I was reminded of this last weekend when the Lions lost to Brown 48 to 7 and ended another winless season. Again they went 0 and 10. We couldn't even beat Brown where I always assumed no one played football since all the students were busy writing poetry or organizing food banks for the homeless.

Sure, half of Columbia students were premeds who slept in the zoology labs; but the other half came from normal high schools where sports were as important as SAT scores. Maybe more important. And yet, year after year, decade after decade, we were fortunate if we managed to win two games against godforsaken teams from downscale places such as Fordham in the Bronx and Monmouth College in West Long Branch, New Jersey. This year we lost to Monmouth 37-14 and to Fordham 52-7.

In the past 50 years the Lions managed just three winning seasons and in the last 100 years, only 23. Back in the day the team somehow managed to beat Army and that improbable victory was instantly memorialized in the lyrics to Who Owns New York--"Who beat West Point?"; and in 1934 we shocked Stanford and won the Rose Bowl 7-0. The Rose Bowl. Well before it hit the big time and well before my time. But still . . .

The best thing about Columbia football was the marching band, a ragtag group of about 19 sort-of musicians. In addition to the inevitable Roar Lion, Roar, where we sang about waking the echoes of the Hudson Valley (whatever that means), each week they came up with special material.
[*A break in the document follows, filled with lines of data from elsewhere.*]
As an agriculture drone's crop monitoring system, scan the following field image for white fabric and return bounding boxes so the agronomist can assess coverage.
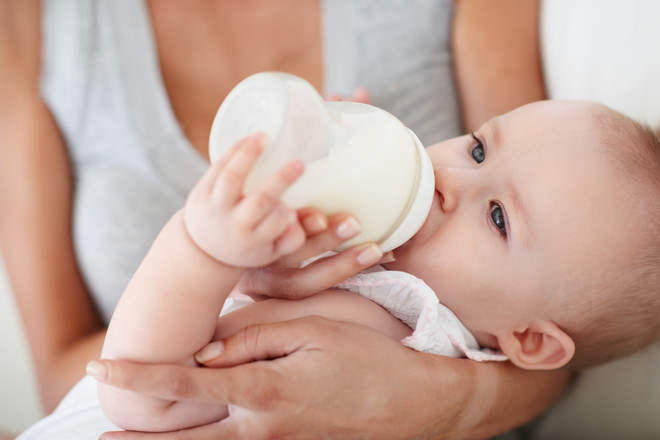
[335,268,507,361]
[16,376,119,440]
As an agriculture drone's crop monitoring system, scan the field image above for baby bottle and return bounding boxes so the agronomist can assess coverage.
[209,72,435,252]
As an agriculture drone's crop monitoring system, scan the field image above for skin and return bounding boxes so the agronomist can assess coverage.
[0,0,568,438]
[99,101,635,431]
[99,136,410,431]
[386,101,643,369]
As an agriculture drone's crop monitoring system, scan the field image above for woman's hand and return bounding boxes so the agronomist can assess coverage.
[90,317,472,440]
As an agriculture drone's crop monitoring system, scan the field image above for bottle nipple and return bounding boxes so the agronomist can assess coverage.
[209,72,434,251]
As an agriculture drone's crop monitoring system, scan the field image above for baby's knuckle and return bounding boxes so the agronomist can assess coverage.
[254,192,277,210]
[165,371,195,397]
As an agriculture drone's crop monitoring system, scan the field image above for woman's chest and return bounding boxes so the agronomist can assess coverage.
[150,0,323,158]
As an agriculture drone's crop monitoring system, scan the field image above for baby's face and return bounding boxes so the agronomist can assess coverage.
[387,102,635,346]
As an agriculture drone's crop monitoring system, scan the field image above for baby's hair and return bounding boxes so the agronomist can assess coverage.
[565,106,660,369]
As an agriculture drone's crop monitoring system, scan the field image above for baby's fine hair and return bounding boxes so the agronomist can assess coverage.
[565,106,660,369]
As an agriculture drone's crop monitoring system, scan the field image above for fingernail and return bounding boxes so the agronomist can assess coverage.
[303,215,328,234]
[85,361,108,382]
[378,251,396,264]
[357,244,383,266]
[255,132,268,149]
[195,341,225,364]
[337,217,361,240]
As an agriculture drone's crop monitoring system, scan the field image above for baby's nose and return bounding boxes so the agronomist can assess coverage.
[435,166,479,212]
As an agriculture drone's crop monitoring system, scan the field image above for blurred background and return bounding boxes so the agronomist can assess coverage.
[0,251,41,439]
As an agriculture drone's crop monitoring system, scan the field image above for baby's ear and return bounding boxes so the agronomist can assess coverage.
[497,321,575,370]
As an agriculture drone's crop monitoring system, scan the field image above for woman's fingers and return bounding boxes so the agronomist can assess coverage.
[236,160,305,224]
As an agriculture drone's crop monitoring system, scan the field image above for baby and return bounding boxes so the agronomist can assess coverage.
[99,101,660,431]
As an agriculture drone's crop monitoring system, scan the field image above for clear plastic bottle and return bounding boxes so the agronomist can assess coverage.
[209,72,435,251]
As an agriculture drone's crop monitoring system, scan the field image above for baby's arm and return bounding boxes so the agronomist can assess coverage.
[99,136,305,431]
[211,289,412,344]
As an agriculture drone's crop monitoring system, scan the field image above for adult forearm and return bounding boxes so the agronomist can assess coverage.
[443,360,571,439]
[37,329,105,414]
[452,0,545,131]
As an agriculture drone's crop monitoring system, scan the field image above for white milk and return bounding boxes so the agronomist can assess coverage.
[283,122,417,246]
[209,72,434,251]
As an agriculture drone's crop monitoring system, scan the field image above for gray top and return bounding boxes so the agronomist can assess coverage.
[41,0,460,323]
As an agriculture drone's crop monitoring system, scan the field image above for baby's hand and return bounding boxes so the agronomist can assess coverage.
[183,134,305,267]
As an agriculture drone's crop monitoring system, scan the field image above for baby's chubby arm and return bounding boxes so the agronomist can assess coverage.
[99,135,305,431]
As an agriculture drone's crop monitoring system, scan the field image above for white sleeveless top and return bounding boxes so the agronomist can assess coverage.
[41,0,460,323]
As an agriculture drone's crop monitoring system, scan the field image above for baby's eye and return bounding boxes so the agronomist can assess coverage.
[490,202,508,238]
[470,133,486,163]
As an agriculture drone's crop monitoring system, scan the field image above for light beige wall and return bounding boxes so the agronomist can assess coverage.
[0,254,41,434]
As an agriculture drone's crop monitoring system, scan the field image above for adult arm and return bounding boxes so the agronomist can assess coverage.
[90,317,569,440]
[0,0,104,412]
[452,0,545,131]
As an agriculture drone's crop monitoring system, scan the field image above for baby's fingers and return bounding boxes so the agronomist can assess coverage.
[236,160,305,225]
[212,133,264,206]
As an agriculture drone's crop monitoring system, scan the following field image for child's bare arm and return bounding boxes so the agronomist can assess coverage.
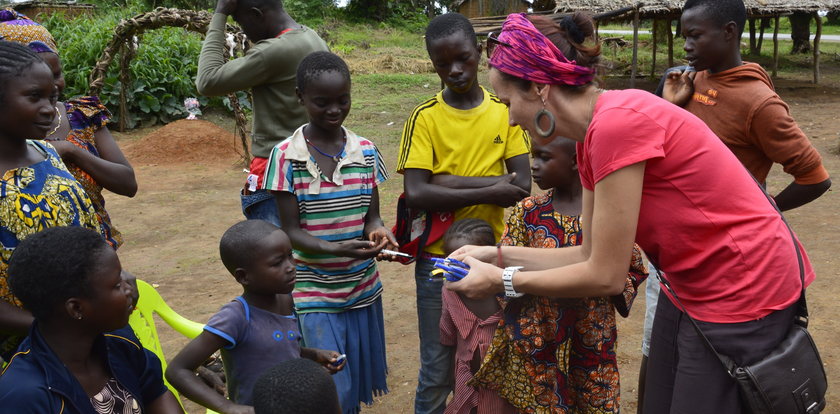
[364,187,399,260]
[146,390,184,414]
[272,191,382,259]
[430,154,531,192]
[166,331,254,414]
[300,348,347,374]
[403,168,530,211]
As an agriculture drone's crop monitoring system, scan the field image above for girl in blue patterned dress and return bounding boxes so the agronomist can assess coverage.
[0,9,137,249]
[0,42,101,356]
[263,52,396,414]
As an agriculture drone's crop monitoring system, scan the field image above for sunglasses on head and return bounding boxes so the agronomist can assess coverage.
[484,32,513,59]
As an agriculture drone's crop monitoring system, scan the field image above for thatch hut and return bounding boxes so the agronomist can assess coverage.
[555,0,840,83]
[8,1,95,19]
[471,0,840,86]
[449,0,531,18]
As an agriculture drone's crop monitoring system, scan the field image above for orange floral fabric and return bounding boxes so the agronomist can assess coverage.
[471,192,646,414]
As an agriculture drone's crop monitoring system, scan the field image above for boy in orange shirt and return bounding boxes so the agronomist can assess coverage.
[663,0,831,211]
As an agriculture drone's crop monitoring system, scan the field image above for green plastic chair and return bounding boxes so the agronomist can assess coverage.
[128,279,215,414]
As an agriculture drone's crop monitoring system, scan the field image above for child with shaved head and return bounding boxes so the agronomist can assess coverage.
[166,220,344,413]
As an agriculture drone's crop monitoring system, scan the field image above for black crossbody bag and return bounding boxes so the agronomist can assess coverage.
[656,182,828,414]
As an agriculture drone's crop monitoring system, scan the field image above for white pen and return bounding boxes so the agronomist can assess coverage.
[381,249,414,259]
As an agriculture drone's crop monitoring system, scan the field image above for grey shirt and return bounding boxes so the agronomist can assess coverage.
[204,296,301,405]
[195,13,329,158]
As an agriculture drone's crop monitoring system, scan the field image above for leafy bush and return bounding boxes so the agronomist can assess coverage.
[42,11,240,128]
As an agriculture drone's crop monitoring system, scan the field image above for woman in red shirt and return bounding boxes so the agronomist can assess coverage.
[447,14,814,414]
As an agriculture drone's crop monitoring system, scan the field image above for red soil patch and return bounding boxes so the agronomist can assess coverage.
[125,119,242,164]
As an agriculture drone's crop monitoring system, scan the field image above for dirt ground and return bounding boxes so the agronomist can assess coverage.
[108,81,840,413]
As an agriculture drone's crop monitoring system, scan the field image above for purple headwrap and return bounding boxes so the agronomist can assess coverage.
[490,13,595,86]
[0,9,58,54]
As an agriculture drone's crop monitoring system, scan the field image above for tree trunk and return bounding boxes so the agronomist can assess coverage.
[531,0,557,11]
[750,19,761,56]
[790,12,811,55]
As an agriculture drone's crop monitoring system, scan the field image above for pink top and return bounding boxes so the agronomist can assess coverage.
[577,89,814,323]
[440,289,517,414]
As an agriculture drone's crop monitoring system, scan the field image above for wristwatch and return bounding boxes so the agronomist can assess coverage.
[502,266,524,298]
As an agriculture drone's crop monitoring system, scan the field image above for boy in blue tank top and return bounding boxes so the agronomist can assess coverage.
[166,220,344,413]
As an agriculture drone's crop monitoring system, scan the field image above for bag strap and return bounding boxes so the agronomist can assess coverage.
[648,174,808,378]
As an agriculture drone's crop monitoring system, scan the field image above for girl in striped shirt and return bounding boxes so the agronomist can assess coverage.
[263,52,397,413]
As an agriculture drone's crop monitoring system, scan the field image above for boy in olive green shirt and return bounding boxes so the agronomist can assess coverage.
[195,0,328,226]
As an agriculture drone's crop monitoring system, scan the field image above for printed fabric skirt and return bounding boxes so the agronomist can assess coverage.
[298,297,388,414]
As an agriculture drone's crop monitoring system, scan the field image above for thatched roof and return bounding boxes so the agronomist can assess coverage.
[555,0,685,15]
[449,0,531,10]
[555,0,840,15]
[740,0,840,15]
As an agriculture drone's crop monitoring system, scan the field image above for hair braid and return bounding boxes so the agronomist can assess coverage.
[0,40,43,102]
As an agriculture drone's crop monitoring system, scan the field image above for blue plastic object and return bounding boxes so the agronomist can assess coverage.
[432,258,470,282]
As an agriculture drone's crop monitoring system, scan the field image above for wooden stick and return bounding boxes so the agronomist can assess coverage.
[773,16,780,78]
[650,19,658,78]
[630,9,639,88]
[814,13,822,84]
[668,19,674,68]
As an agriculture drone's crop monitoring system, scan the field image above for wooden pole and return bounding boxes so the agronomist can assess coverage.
[630,8,639,89]
[668,20,674,68]
[595,20,601,43]
[814,13,822,84]
[756,17,768,52]
[773,15,780,78]
[650,19,658,78]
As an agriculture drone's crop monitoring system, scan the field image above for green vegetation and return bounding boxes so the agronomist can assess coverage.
[23,0,840,129]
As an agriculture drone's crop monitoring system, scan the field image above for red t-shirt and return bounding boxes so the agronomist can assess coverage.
[577,90,814,323]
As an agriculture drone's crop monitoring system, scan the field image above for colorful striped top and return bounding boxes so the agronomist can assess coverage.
[263,125,388,313]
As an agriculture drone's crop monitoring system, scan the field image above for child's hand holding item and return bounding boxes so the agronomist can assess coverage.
[368,226,400,260]
[301,348,347,374]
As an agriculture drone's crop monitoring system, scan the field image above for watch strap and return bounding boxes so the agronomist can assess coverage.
[502,266,524,298]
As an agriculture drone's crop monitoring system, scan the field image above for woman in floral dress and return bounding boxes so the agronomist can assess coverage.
[474,138,646,414]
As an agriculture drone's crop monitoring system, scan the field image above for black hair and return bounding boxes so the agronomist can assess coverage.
[8,226,111,320]
[219,220,280,275]
[499,12,601,91]
[443,218,496,251]
[253,358,341,414]
[236,0,283,10]
[297,52,350,94]
[0,40,44,103]
[425,13,478,52]
[683,0,747,36]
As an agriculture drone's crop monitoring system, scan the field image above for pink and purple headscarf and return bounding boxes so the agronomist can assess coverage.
[490,13,595,86]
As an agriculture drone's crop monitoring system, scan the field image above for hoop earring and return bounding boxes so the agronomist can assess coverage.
[534,108,555,138]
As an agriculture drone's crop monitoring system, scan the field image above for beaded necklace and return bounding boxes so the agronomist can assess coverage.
[303,135,347,163]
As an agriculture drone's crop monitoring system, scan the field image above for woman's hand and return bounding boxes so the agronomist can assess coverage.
[449,244,498,263]
[315,349,347,374]
[300,348,347,374]
[47,139,79,163]
[222,403,254,414]
[368,226,400,260]
[331,240,382,259]
[662,70,697,107]
[444,258,505,299]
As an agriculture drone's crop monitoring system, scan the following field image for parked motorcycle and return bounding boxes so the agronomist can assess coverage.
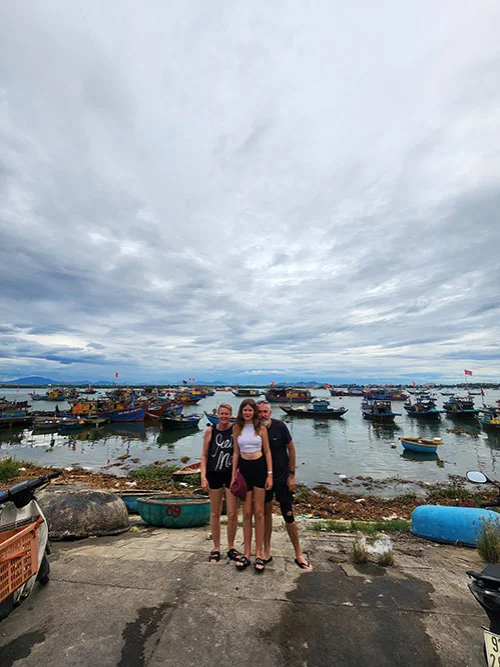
[467,470,500,667]
[0,471,61,620]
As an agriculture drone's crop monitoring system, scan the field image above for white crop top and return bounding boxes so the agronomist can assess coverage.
[238,424,262,454]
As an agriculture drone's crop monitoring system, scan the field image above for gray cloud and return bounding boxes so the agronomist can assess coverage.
[0,0,500,381]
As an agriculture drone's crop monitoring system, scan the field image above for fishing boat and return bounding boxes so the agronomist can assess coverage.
[28,388,68,401]
[362,387,408,401]
[443,396,479,419]
[146,401,183,419]
[361,398,401,424]
[203,411,236,424]
[161,414,203,430]
[264,387,312,403]
[403,394,442,419]
[399,436,442,454]
[329,387,363,397]
[280,399,347,419]
[476,412,500,431]
[232,389,262,398]
[109,405,148,423]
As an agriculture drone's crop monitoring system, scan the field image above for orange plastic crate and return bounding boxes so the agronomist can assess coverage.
[0,521,40,602]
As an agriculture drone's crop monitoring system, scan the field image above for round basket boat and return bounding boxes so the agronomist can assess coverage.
[137,496,210,528]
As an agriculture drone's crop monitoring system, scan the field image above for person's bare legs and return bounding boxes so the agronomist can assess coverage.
[208,489,222,552]
[226,489,238,551]
[236,491,253,567]
[253,487,266,558]
[285,521,312,570]
[262,500,273,560]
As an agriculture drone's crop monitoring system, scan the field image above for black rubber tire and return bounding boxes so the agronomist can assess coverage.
[37,554,50,586]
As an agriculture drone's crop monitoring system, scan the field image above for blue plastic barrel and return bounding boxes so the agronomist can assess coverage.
[411,505,500,547]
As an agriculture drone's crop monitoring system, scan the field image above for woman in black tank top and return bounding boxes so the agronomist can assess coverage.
[200,403,240,563]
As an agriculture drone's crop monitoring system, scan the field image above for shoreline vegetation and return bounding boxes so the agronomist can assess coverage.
[0,456,496,529]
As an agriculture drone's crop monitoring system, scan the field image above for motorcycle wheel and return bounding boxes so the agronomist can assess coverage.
[36,554,50,586]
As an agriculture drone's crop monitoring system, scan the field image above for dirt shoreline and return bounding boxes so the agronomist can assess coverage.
[0,465,496,521]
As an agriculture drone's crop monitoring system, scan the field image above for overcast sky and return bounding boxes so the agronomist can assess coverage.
[0,0,500,384]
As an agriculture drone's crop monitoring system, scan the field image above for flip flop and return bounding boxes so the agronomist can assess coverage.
[236,556,252,570]
[295,558,311,570]
[253,558,266,573]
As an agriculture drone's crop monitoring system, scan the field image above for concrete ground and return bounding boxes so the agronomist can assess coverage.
[0,517,486,667]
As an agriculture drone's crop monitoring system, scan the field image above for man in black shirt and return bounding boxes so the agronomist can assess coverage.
[257,401,312,570]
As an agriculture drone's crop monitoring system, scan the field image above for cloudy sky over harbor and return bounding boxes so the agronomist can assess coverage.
[0,0,500,384]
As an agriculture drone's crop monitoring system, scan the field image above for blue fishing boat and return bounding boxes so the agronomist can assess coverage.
[361,398,401,424]
[363,387,408,401]
[399,436,442,454]
[161,415,202,430]
[443,396,479,419]
[109,405,148,423]
[403,394,443,419]
[264,387,312,403]
[203,410,236,424]
[280,399,347,419]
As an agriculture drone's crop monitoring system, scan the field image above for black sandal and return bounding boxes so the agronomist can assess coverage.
[254,558,266,572]
[236,556,252,570]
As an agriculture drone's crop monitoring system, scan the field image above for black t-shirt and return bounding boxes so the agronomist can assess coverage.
[267,419,292,479]
[207,425,234,472]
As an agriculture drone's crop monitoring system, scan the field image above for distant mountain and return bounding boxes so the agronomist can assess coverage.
[1,375,59,387]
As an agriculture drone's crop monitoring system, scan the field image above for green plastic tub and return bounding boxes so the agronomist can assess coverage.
[137,495,210,528]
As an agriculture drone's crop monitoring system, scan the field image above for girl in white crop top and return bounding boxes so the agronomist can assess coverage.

Witty stuff about politics and college life.

My favorite was when one year we made the mistake of playing Rutgers University, a big-time team and like Monmouth (and Princeton!) in New Jersey.

At halftime, as usual, we were behind by about 30 points and to have pity on us Rutgers had already taken out its starters and deployed the junior varsity. Thankfully, it was time for the marching bands.

The Rutgers band, in resplendent uniforms and numbering at least 100, engaged in well-rehearsed and intricate routines and formations. They played a medley of other colleges' fight songs--Michigan's legendary--

Hail to the victors valiant
Hail to the conquering heroes
Hail, hail to Michigan
The leaders and best.

And Notre Dame's even more famous--

Cheer, cheer for old Notre Dame
Wake up the echoes cheering her name
Send the volley cheer on high,
Shake down the thunder from the sky.

What is it, I thought, about waking up all these echoes?

While having these thoughts, out sauntered the Columbia band in uniforms so rumpled that it looked as if they had been worn by their predecessors in Pasadena in 1934.

If you can believe it, the special material that day was about Columbia professors. About I. I. Rabi, a father of the atomic bomb who won the Nobel Prize in physics in 1944; about Moses Hadas, the world's leading authority on Greek literature; and my favorite, world-class literary critic, Lionel Trilling.

They taunted Rutgers and the team's fans, singing about how while we listened to Trilling lecture about Kafka, Rutgers students were studying such grimy subjects as mechanical engineering and cattle raising.

Mean spirited as it was, it helped make us feel better about ourselves while our pathetic Lions were getting their asses whipped.

Looking back on this, it seems so puerile. All of it. The hazing, the toilet paper, the school songs, fraternity life, and the obsession with football. (Columbia, however, did have a strong chess team!)

Rutgers, it turns out, had an excellent English department and Columbia had quite a good engineering school. Things were more complicated than they seemed. Even our alma mater was something to think about--San Souci, to be "carefree." Yet, "what if tomorrow brings sorrow or anything other than joy?" By now we know how true that is.